藤田五郎は若い男性を普通の表情で見ている。

若い男性は藤田五郎に申し訳なさそうに話し出す。

「本当に申し訳ありませんでした。」

藤田五郎は若い男性に普通に話し出す。

「あの頃の状況では仕方がありません。気にしないでください。」

若い男性は藤田五郎に僅かに安心した様子で見た。

藤田五郎は若い男性を普通の表情で見た。

若い男性は藤田五郎に普通に話し出す。

「沖田様が残された手紙は探し続けます。藤田様の元には見付かり次第にお届けします。」

藤田五郎は若い男性に普通に話し出す。

「お願いします。」

若い男性は藤田五郎を安心した表情で見た。

藤田五郎は若い男性を普通の表情で見た。


それから少し後の事。


ここは、藤田五郎の家。


若い男性は既に帰っているため家に居ない。


藤田五郎と時尾の二人だけとなっている。


ここは、藤田五郎の部屋。


障子は半分ほど開いている。


障子の間からは、桜の咲く様子が見える。


藤田五郎は沖田総司の刀を普通の表情で抜いた。


沖田総司の刀は、手入れを怠っていたので輝きをかなり失っているが、凛とした雰囲気は変わらない。

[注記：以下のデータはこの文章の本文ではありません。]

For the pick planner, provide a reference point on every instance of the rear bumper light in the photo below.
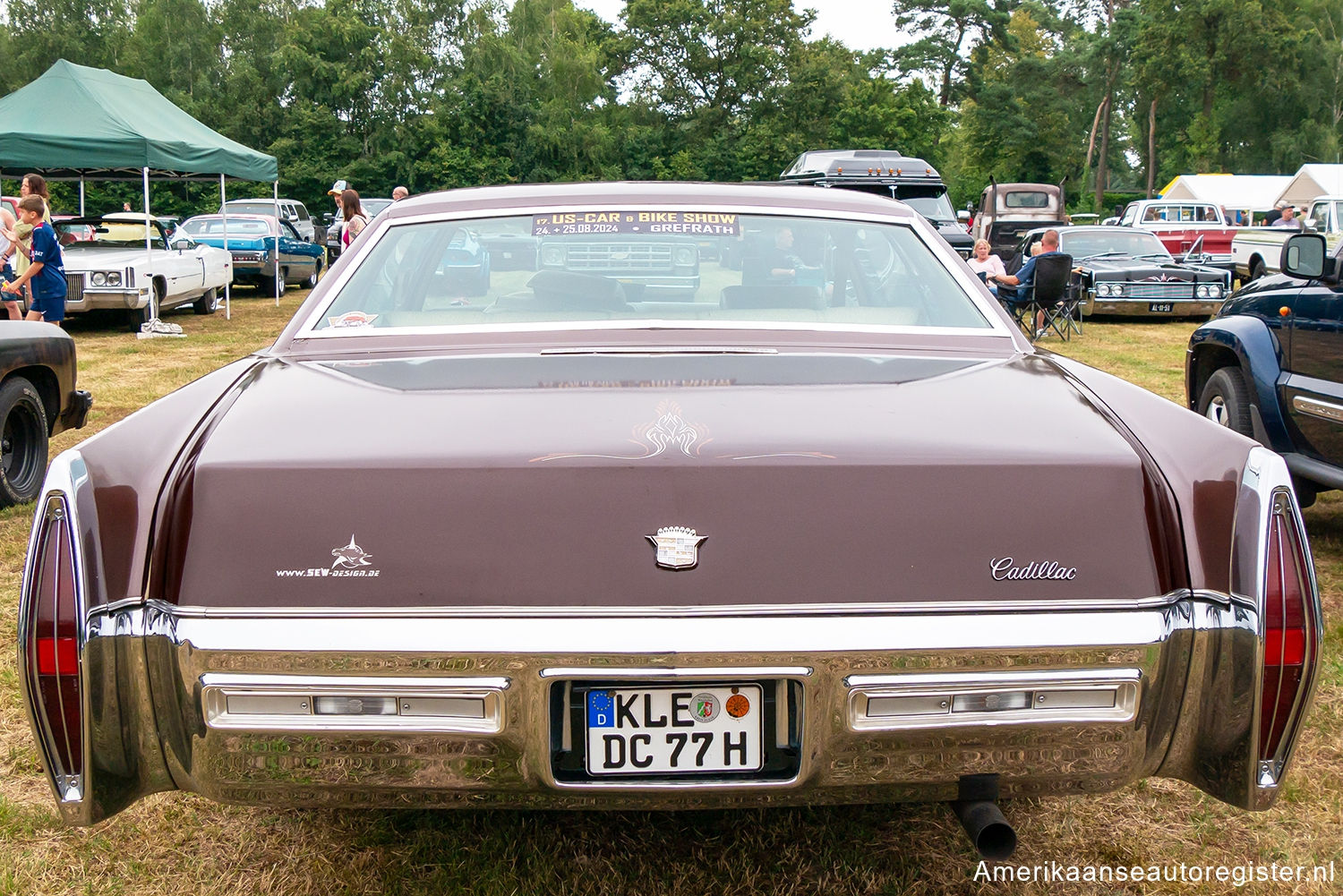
(51, 640)
(1291, 627)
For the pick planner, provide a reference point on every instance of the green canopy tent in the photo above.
(75, 123)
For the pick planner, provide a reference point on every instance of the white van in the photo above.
(290, 209)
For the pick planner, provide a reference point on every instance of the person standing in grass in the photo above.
(10, 242)
(46, 268)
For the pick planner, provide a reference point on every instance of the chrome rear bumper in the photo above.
(1053, 702)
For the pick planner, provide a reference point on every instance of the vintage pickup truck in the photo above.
(1181, 223)
(1256, 250)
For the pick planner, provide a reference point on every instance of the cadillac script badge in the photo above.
(679, 547)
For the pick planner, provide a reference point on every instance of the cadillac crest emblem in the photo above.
(677, 547)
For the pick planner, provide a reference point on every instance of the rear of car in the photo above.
(569, 544)
(1185, 226)
(1007, 211)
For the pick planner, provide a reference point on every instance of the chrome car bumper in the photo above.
(1151, 306)
(869, 708)
(107, 298)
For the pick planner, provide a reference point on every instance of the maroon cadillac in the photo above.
(728, 496)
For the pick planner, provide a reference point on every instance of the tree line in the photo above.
(1109, 96)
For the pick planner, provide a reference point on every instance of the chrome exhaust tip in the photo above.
(985, 823)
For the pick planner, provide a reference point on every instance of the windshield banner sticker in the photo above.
(637, 222)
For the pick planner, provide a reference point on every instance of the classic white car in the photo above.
(117, 269)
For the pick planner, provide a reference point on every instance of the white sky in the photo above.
(859, 26)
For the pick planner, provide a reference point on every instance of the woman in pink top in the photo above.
(988, 263)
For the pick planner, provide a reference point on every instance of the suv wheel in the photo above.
(23, 442)
(1227, 400)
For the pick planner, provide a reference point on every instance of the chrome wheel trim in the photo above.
(1216, 411)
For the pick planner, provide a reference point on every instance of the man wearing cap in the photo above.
(1288, 218)
(338, 188)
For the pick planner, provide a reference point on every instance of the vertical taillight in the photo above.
(1289, 638)
(50, 643)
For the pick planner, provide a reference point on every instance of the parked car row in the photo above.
(266, 252)
(1270, 364)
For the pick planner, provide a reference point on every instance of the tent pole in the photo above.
(153, 305)
(278, 228)
(223, 211)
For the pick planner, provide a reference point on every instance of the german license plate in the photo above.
(658, 731)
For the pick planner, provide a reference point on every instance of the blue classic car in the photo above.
(1270, 364)
(252, 242)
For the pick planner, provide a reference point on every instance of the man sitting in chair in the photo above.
(1014, 289)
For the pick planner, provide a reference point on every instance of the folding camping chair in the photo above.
(1050, 300)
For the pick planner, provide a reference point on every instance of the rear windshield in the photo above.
(1112, 242)
(671, 266)
(255, 209)
(215, 227)
(1026, 199)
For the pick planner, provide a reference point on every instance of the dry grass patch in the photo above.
(179, 842)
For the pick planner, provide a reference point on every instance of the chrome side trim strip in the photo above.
(602, 637)
(295, 703)
(680, 673)
(970, 608)
(1315, 407)
(951, 700)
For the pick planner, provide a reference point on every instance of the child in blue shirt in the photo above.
(47, 271)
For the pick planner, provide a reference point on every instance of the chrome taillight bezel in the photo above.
(1284, 517)
(66, 772)
(1270, 498)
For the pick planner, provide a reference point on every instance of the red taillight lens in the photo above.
(1288, 633)
(51, 648)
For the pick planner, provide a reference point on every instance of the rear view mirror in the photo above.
(1303, 255)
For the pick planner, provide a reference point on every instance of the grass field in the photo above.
(183, 844)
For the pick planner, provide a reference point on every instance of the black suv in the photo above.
(886, 174)
(1270, 364)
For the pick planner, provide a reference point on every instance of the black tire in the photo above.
(269, 286)
(207, 303)
(137, 316)
(1227, 399)
(23, 442)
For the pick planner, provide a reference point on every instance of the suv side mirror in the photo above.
(1303, 255)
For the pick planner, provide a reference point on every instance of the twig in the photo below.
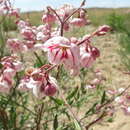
(39, 59)
(39, 117)
(96, 120)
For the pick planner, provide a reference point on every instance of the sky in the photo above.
(30, 5)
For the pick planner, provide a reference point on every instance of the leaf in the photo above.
(103, 97)
(57, 101)
(77, 125)
(55, 123)
(72, 94)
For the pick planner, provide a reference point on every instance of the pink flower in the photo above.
(51, 88)
(29, 33)
(14, 12)
(39, 82)
(86, 59)
(62, 51)
(48, 18)
(79, 22)
(126, 110)
(102, 30)
(15, 45)
(65, 10)
(22, 24)
(5, 85)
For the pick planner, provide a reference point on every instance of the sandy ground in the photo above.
(111, 66)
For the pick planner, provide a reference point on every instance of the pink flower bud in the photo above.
(79, 22)
(103, 30)
(50, 90)
(95, 52)
(48, 18)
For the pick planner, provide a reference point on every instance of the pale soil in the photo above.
(111, 66)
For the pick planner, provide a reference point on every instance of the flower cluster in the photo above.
(7, 8)
(10, 67)
(73, 53)
(39, 81)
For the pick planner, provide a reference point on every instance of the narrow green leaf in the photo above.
(91, 109)
(57, 101)
(103, 97)
(55, 123)
(72, 94)
(77, 125)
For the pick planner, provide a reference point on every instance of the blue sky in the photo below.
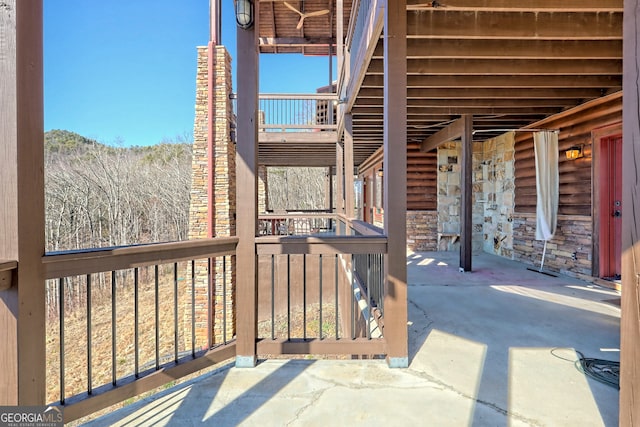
(123, 71)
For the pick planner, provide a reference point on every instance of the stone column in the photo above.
(224, 194)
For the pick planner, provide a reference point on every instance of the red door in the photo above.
(611, 206)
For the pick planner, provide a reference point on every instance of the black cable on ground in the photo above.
(605, 371)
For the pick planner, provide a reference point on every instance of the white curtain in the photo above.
(546, 151)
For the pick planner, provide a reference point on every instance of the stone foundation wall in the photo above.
(570, 250)
(422, 230)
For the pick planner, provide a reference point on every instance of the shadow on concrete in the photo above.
(506, 308)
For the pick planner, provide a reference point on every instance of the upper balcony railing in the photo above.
(292, 112)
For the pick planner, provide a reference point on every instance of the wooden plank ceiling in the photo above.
(508, 63)
(279, 31)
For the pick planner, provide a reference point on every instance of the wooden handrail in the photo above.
(6, 269)
(73, 263)
(296, 215)
(275, 245)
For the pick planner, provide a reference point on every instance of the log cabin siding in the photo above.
(576, 126)
(422, 177)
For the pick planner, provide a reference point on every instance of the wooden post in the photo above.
(630, 321)
(247, 192)
(348, 166)
(466, 207)
(340, 41)
(22, 307)
(395, 182)
(339, 178)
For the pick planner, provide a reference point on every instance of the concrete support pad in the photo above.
(246, 361)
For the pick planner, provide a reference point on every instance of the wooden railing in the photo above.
(134, 311)
(310, 299)
(296, 223)
(158, 281)
(297, 112)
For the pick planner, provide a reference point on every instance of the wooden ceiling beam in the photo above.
(427, 111)
(508, 25)
(521, 5)
(480, 81)
(508, 67)
(501, 49)
(481, 102)
(475, 93)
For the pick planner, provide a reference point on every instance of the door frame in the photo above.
(597, 135)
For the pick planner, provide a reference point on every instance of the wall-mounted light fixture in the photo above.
(244, 13)
(574, 152)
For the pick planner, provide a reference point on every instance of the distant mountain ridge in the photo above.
(59, 141)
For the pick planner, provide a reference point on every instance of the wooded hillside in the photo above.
(98, 195)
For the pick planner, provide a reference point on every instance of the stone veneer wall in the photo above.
(422, 228)
(569, 251)
(224, 190)
(493, 189)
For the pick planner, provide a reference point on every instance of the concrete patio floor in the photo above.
(494, 347)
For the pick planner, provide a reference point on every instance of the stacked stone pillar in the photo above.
(218, 216)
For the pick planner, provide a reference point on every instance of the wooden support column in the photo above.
(339, 178)
(630, 321)
(22, 307)
(247, 194)
(340, 41)
(466, 187)
(395, 182)
(348, 166)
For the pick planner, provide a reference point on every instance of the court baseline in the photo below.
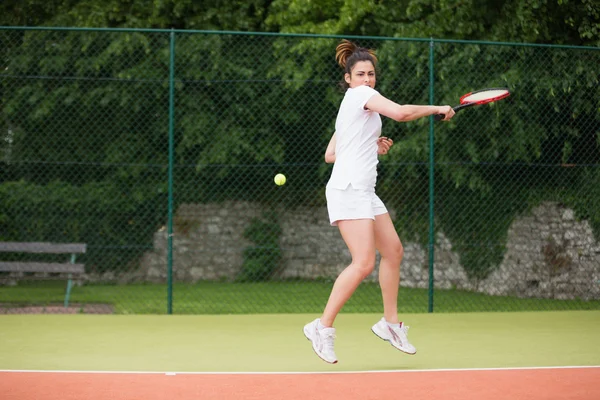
(574, 382)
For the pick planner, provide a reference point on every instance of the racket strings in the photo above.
(484, 95)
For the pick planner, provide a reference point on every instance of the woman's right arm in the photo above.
(330, 152)
(408, 112)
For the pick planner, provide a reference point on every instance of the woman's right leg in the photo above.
(359, 236)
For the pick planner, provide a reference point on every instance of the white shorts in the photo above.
(352, 203)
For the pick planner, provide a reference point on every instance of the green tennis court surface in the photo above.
(251, 343)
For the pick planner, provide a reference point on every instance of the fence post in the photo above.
(431, 243)
(171, 145)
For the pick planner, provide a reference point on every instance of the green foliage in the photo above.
(97, 111)
(262, 259)
(117, 224)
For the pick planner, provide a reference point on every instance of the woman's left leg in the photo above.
(390, 248)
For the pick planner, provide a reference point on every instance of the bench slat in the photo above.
(41, 267)
(42, 247)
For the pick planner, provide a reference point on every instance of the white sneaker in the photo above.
(396, 336)
(322, 340)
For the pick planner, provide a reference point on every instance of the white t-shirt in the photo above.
(356, 132)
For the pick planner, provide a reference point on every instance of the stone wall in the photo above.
(549, 253)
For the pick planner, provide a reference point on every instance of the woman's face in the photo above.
(362, 73)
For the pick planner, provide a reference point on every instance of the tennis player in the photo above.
(353, 206)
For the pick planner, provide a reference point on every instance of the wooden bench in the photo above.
(70, 268)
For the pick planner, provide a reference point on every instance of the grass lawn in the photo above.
(272, 297)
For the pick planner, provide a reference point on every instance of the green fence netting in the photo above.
(157, 149)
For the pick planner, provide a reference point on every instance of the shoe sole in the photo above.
(318, 355)
(390, 342)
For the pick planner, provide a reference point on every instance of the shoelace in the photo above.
(328, 340)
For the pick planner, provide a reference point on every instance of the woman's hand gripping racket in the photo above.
(477, 98)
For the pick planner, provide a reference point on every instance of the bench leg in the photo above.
(68, 293)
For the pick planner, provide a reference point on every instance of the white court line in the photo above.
(298, 372)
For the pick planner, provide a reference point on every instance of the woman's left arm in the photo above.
(384, 144)
(330, 152)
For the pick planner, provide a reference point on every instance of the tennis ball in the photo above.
(279, 179)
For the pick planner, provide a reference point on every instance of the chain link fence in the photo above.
(157, 150)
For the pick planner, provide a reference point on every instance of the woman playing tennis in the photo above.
(353, 206)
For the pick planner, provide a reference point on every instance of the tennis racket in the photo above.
(477, 98)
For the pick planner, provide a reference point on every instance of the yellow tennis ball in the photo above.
(279, 179)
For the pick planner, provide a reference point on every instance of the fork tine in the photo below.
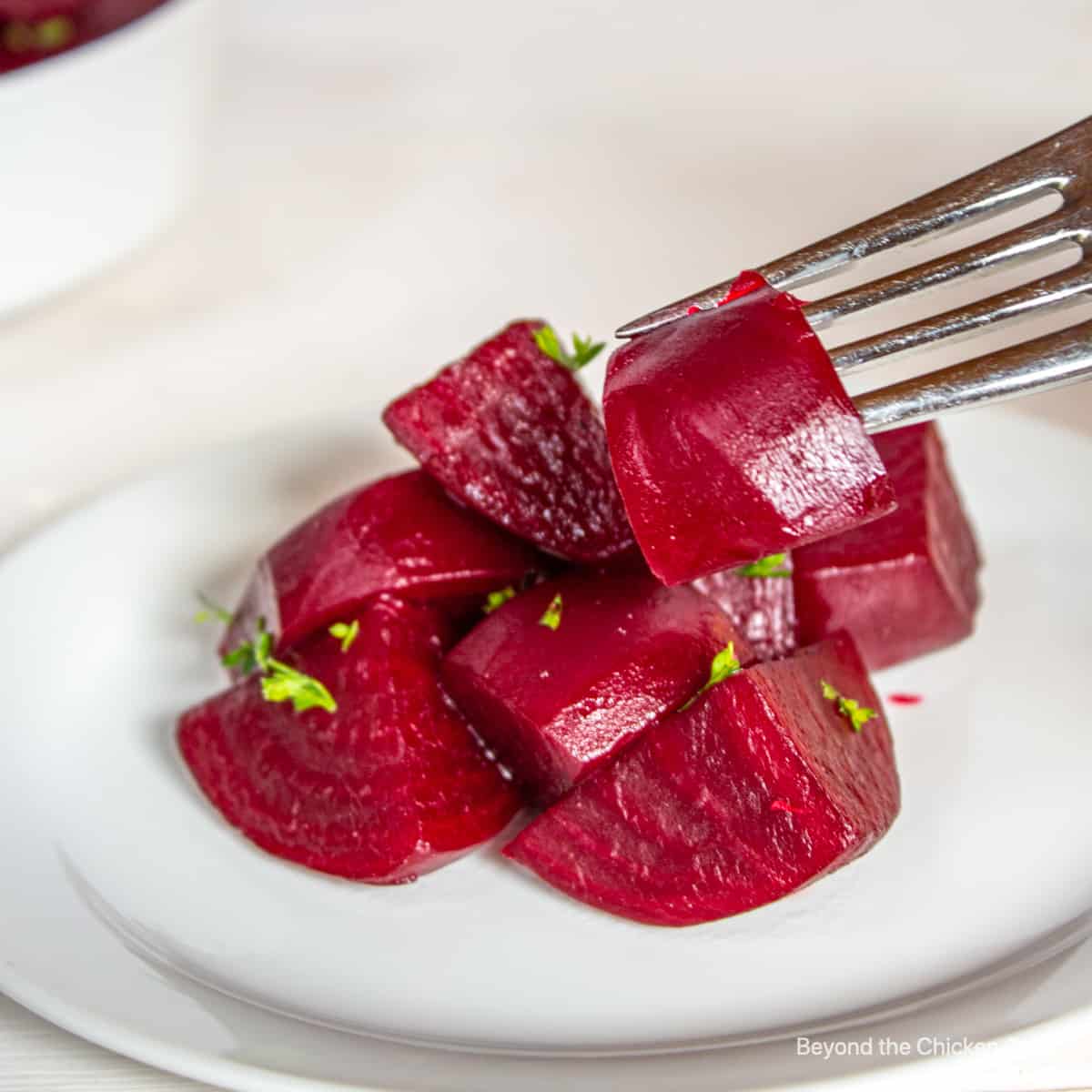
(1040, 238)
(1059, 289)
(1058, 163)
(1046, 363)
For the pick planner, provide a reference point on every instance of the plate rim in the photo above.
(161, 1052)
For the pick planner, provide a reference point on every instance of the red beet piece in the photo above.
(905, 584)
(34, 30)
(759, 787)
(512, 434)
(763, 607)
(390, 785)
(399, 534)
(556, 704)
(732, 437)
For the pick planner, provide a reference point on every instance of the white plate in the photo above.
(132, 107)
(126, 890)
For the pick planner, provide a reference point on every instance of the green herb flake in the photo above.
(279, 682)
(498, 599)
(774, 565)
(283, 682)
(251, 655)
(212, 610)
(857, 715)
(725, 664)
(55, 33)
(583, 349)
(551, 617)
(347, 632)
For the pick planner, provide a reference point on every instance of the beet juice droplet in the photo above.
(905, 699)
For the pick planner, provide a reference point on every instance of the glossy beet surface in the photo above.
(760, 787)
(763, 609)
(389, 786)
(732, 437)
(905, 584)
(556, 704)
(399, 534)
(511, 432)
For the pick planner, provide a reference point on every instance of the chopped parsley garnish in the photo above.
(551, 616)
(251, 655)
(724, 665)
(774, 565)
(279, 682)
(857, 715)
(283, 682)
(211, 610)
(498, 599)
(583, 349)
(347, 632)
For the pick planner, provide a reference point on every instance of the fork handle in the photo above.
(1043, 364)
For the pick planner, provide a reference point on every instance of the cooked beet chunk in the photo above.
(907, 583)
(732, 437)
(557, 703)
(511, 432)
(762, 606)
(390, 785)
(758, 789)
(399, 534)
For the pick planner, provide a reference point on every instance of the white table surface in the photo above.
(386, 186)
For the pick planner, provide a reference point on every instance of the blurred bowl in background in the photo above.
(101, 147)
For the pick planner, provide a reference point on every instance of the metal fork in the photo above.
(1060, 164)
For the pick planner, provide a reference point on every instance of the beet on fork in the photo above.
(1060, 164)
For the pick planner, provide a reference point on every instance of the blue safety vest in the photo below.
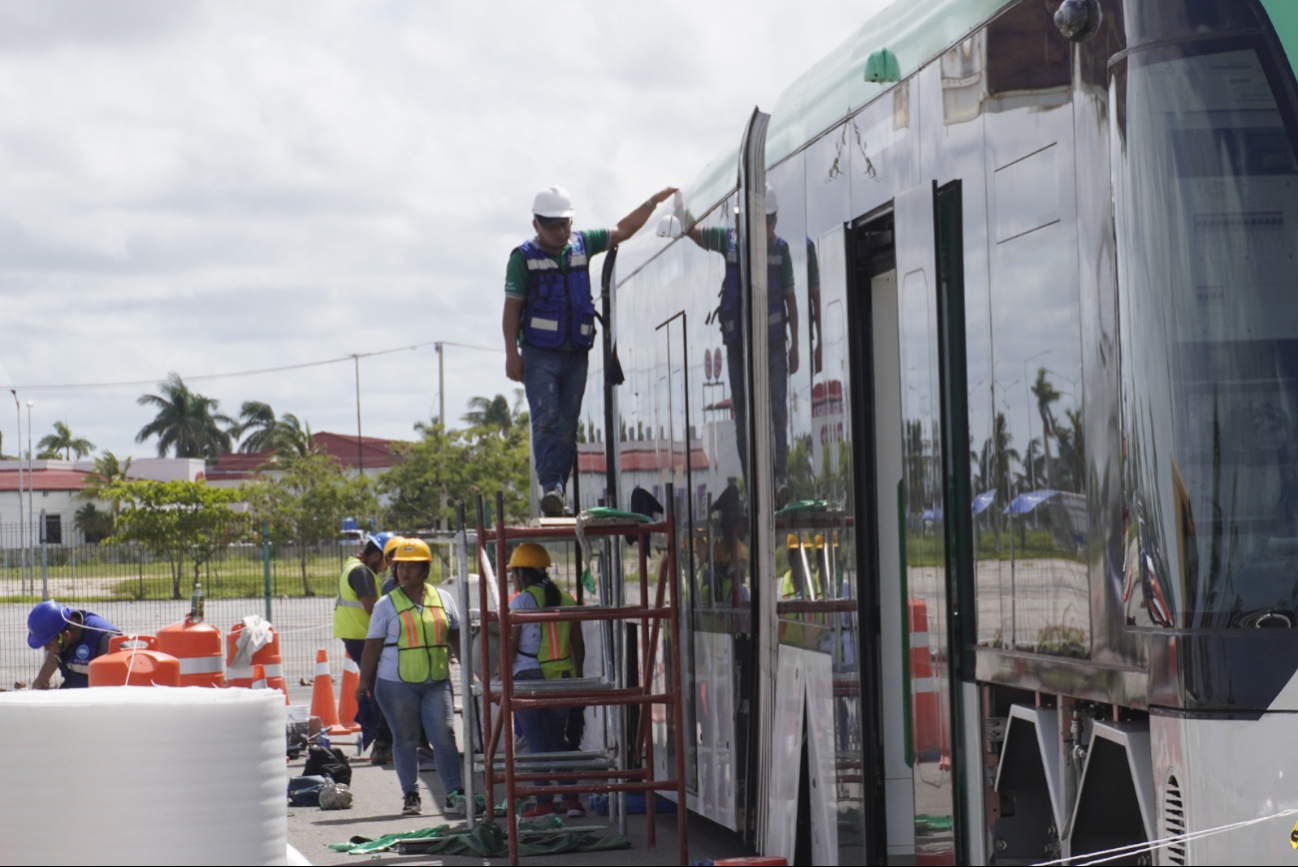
(560, 306)
(74, 661)
(732, 309)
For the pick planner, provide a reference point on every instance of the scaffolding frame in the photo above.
(586, 771)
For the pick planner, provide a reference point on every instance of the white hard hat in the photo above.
(553, 201)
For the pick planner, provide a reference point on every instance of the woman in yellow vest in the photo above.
(544, 652)
(406, 665)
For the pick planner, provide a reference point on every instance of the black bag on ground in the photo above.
(327, 761)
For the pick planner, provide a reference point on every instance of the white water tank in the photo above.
(136, 775)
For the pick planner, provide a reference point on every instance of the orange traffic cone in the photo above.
(347, 700)
(322, 697)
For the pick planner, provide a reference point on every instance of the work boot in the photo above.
(552, 502)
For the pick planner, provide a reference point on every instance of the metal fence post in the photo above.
(265, 563)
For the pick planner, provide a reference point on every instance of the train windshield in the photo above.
(1206, 188)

藤田五郎は沖田総司の刀を持ちながら、手入れのための確認を普通の表情で始めた。


部屋の中が心地良い空気に包まれた。


藤田五郎は沖田総司の刀を持ちながら、手入れのための確認を止めると、庭を普通の表情で見た。


庭の桜は淡い光を放ちながら咲いている。


藤田五郎は沖田総司の刀を持ちながら、普通の表情で横を見た。


沖田総司が藤田五郎を微笑んで見ている。


藤田五郎は沖田総司の刀を普通の表情で鞘に戻した。


沖田総司は藤田五郎と刀を微笑んで見ている。


藤田五郎は沖田総司の刀を脇に置くと、沖田総司に普通に話し出す。

「総司の刀が届いた。」

沖田総司は藤田五郎を微笑んで見た。

藤田五郎は沖田総司を普通の表情で見た。

沖田総司は藤田五郎に微笑んで話し出す。

「夢の中での出来事を覚えていたのですね。」

藤田五郎は沖田総司に普通に話し出す。

「総司は普段も夢の中も常に騒がしい。印象に残るから覚える必要もない。」

沖田総司は藤田五郎を苦笑した表情で見た。

藤田五郎は沖田総司に普通に話し出す。

「総司が家族の名前について話さないのは、事情があると考えて良いのか?」

沖田総司は藤田五郎を微笑んで見た。

藤田五郎は沖田総司に普通に話し出す。

「当面は刀を渡したい相手の名前を詮索するのは止める。」

沖田総司は藤田五郎を微笑んで見た。

藤田五郎は沖田総司に普通に話し出す。

「総司の無言の微笑みを見ていると、直ぐに秘密を知りたくなった。」

沖田総司は藤田五郎を困惑した様子で見た。

藤田五郎は沖田総司を普通の表情で見た。

沖田総司は藤田五郎を困惑した様子で見ている。

藤田五郎は沖田総司に普通に話し出す。

「総司。話は変わるが、俺が総司の刀の手入れするためのお金は、どのようにして手に入れたら良いんだ?」

沖田総司は藤田五郎を不思議そうに見た。

藤田五郎は沖田総司に普通に話し出す。

「総司が刀を渡したい相手に、まとめて請求すれば良いのか?」

沖田総司は藤田五郎に慌てた様子で話し出す。

「私は刀の手入れのためのお金を多めに用意しました! 斉藤さんが先程の若い男性から預かったお金は、当時と変わらない金額のはずです! 今のお金の価値とは違いますが、受け取ったお金で刀の手入れをお願い出来ませんか?!」

藤田五郎は沖田総司に普通に話し出す。

「総司の刀は、俺が相手に手渡す日までしっかりと預かる。お金に関しては気にするな。」

沖田総司は藤田五郎に微笑んで話し出す。

「ありがとうございます。」

藤田五郎は沖田総司に普通の表情で頷いた。


沖田総司は藤田五郎に軽く礼をすると、微笑みながら静かに居なくなった。


藤田五郎は庭を普通の表情で見た。


庭の桜は、淡い光を放たずに綺麗な姿で咲いている。


藤田五郎は脇に置いた沖田総司の刀を普通の表情で手に取った。


沖田総司の刀は、部屋の中を凛とした空気で包んだ。


藤田五郎は沖田総司の刀を持ちながら、普通の表情で手入れのための確認を始めた。


それから幾つかの季節が過ぎた。


一年の終わりが近くなった頃の出来事になるが、藤田五郎と時尾の間に、長男となる勉が生れた。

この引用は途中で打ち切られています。